«Fue Dios quien nos unió», manifestó Thomas. Los jóvenes esposos se amaban profundamente. Y aún mayor fue el arrobamiento cuando se supo que una criaturita venía en camino. Pero algo no andaba bien. La joven mujer murió al dar a luz, y al día siguiente el bebé que había nacido siguió a su madre por el camino hacia las estrellas. Fue la primera gran tragedia de varias en su vida.
A los pocos días se sentó al piano y compuso una canción. Le puso por título: «Toma mi mano, precioso Señor». Así comenzó la carrera musical de Thomas Dorsey, hombre de raza negra de los Estados Unidos. Escribió canciones espirituales hasta que murió a los noventa y tres años de edad. Ese primer himno, nacido del dolor, se tradujo a cincuenta idiomas.

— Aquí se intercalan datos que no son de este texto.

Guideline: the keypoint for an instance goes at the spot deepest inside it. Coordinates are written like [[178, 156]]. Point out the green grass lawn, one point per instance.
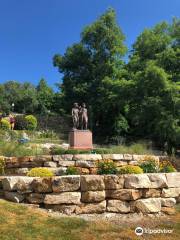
[[18, 222]]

Fue larga la vida de Thomas Dorsey, hijo de un pastor protestante del estado de Georgia. Con su increíble talento musical tocó el piano en clubes nocturnos en orquestas de jazz hasta los veintiséis años. A esa edad tuvo una transformación espiritual y se dedicó, desde ahí en adelante, a componer himnos y cantos espirituales. Compuso más de mil.
Muchos de sus himnos se cantan todavía en las iglesias y figuran en muchos himnarios. Pero el favorito de todos fue el primero que compuso, aquel titulado: «Toma mi mano, precioso Señor».
¿Qué es lo que uno está diciendo cuando canta: «Toma mi mano, precioso Señor»? ¿Tendrá algún valor una petición así? ¿Escuchará Dios el clamor desesperado de sus hijos? ¿Valdrá la pena pedir de Dios su ayuda?
La respuesta, muy firme y categórica, es: sí. Muchas veces, en el transcurso de sus noventa y tres años, Dorsey levantó su mano al cielo en busca de consuelo. Y por su continua dedicación a Dios, durante tantos años, siempre halló la mano cálida y amistosa de Cristo dispuesta a estrechar la suya.
¿Necesitamos hoy una mano amistosa? Quizá nuestro matrimonio esté en problemas. Tal vez algún hijo nos esté haciendo la vida imposible. O quizá nos hayan comunicado que tenemos una enfermedad mortal. ¿Qué podemos hacer? Lo que hizo Thomas Dorsey: levantar la mano al cielo y pedir: «Toma mi mano, precioso Señor.»
De hacerlo así, esa mano divina que los clavos horadaron en la cruz tomará la nuestra. Cristo nunca deja de respondernos, nunca nos niega su mano, nunca ignora nuestro clamor. ¿Queremos estrechar esa bendita mano? Él sólo espera que le extendamos la nuestra.